The problem I tackled today (and attempted to tackle several other times this week) seemed straightforward: some users were reporting that running Granola disabled or made erratic their screensaver coming on, monitor powering down, and computer going to sleep. My first thought was that Granola wasn’t updating the internal view of the power scheme as the user changed it, but no, that worked fine. My second thought was that perhaps the I/O of logging and communicating over named pipes was causing the machine to stay awake, but that wasn’t it either. I tried one thing after another, only to be shut down again and again.

Windows uses a fairly sophisticated set of criteria.aspx) for determining an appropriate time to put the monitor and system to sleep. According to the documentation, “[a]s long as the system determines that there is user or application activity, it will not enter sleep.” That encompasses the obvious: user interaction is keyboard and mouse activity, application activity is processor utilization, memory activity, or I/O such as network activity. I checked all of these things in turn, only to find that none of them applied. I was obviously not touching the mouse or keyboard; the application itself uses almost no processor, memory, disk, or network. So what was going on?

I’ll cut the story short here. Calls to the power management API were being considered user interaction. The issue causing my confusion was actually twofold: first, these sleep criteria are not really as clear as they seem; second, the power management API was never really intended to be used like Granola uses it. I’ll speak to the first issue later, but as to the second, clearly the developers of Windows XP thought that only users would be changing the power settings. How they thought the user could be changing them without using the keyboard or mouse is an even more interesting question; perhaps these settings are intrinsically linked to the same structures that monitor user interaction with the console.

Finally, I’d reached the end of the road. I uploaded a new version of the software that eliminated the power management functionality and indeed the monitor shut down. I waited 2 minutes more for the system to sleep, but no luck. I continued to wait, and the system never slept. Exit the application, and the system sleeps. Start it up again and the system becomes the computer version of New York. Oh noes! Not again!!

To cut the story short again: the system would not sleep while running unvetted software. “Unvetted software” in this instance meant software that hadn’t been installed by the Windows installer. In Windows XP and later versions of Windows, running software that wasn’t put on the system by an installer produces a UI alert asking the user if it is OK to run the software even if the software was signed by a valid signature. Allowing the software to run apparently puts the system into such a state that it cannot sleep, even though it CAN power down the monitor. This is well outside of the documented interface.

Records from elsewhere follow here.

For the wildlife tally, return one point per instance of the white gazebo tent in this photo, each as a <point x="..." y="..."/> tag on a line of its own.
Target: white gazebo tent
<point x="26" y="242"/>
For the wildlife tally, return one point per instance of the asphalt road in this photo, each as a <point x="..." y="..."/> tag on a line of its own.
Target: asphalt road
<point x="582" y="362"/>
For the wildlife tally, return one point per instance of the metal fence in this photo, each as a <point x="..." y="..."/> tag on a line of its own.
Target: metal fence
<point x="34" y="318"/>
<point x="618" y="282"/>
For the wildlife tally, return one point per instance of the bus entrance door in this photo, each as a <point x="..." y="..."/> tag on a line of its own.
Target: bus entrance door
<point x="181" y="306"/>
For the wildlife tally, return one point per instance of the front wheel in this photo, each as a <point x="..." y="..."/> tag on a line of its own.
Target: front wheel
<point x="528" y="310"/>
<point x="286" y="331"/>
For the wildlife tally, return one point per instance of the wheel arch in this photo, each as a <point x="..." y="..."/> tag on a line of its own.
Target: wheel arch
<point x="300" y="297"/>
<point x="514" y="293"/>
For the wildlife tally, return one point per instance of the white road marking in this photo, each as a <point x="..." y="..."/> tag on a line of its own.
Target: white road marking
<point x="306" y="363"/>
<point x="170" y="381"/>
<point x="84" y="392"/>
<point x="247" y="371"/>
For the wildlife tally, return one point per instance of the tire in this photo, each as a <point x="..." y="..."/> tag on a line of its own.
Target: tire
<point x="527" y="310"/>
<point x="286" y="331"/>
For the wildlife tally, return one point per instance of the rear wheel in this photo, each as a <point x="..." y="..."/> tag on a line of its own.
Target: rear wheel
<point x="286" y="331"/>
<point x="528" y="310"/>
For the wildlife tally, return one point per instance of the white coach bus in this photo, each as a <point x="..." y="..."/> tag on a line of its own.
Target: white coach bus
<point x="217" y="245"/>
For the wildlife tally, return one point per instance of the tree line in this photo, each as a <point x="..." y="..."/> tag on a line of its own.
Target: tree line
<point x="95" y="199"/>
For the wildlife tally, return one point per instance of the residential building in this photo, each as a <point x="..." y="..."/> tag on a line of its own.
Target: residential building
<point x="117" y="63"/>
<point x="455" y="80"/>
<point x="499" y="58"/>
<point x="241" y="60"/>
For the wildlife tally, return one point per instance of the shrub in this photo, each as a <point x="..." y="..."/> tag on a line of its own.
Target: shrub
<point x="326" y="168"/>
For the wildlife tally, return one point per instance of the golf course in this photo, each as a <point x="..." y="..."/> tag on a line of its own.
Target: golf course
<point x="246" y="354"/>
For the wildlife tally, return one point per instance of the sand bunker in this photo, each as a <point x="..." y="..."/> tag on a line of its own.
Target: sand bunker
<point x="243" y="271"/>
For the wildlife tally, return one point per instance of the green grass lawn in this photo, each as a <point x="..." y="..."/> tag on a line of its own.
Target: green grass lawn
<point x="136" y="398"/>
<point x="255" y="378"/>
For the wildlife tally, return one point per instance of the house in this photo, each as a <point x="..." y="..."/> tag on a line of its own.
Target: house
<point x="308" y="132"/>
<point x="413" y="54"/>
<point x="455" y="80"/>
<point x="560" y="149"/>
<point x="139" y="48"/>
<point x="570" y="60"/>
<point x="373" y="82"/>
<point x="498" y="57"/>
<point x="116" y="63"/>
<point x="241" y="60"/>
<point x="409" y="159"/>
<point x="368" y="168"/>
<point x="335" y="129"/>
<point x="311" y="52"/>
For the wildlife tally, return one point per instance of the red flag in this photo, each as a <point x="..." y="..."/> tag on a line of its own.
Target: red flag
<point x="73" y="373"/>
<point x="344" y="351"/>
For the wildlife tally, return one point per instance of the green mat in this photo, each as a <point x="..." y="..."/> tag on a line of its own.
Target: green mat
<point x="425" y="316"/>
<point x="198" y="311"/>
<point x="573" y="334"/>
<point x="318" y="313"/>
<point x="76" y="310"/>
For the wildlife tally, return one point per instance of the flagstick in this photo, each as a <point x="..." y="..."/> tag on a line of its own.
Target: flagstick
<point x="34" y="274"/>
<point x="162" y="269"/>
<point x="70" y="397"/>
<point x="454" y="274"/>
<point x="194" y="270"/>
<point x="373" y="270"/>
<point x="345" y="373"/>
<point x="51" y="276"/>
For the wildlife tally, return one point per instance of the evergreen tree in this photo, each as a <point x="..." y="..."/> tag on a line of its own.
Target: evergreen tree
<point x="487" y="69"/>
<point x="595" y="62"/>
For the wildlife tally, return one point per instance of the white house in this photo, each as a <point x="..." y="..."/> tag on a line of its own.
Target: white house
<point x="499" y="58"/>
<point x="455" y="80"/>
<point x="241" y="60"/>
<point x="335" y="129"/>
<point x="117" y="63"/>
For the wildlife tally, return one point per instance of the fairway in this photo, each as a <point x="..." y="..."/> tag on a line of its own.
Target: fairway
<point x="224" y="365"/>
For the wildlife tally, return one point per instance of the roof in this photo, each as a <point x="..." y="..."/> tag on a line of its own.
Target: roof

And this is the murkiness of the criteria that I was speaking of earlier. Again, “[a]s long as the system determines that there is user or application activity, it will not enter sleep.” HOW the system determines this is what is unclear. With a closed-source system like Windows, this statement isn’t really helpful from an API-specification standpoint. It may as well say “the system makes an arbitrary decisions that you as an application developer can’t know about.” Ultimately, the power management API as it existed in XP was never intended to be used beyond its basic functionality. Why else would the specification be so unclear and sparse in detail?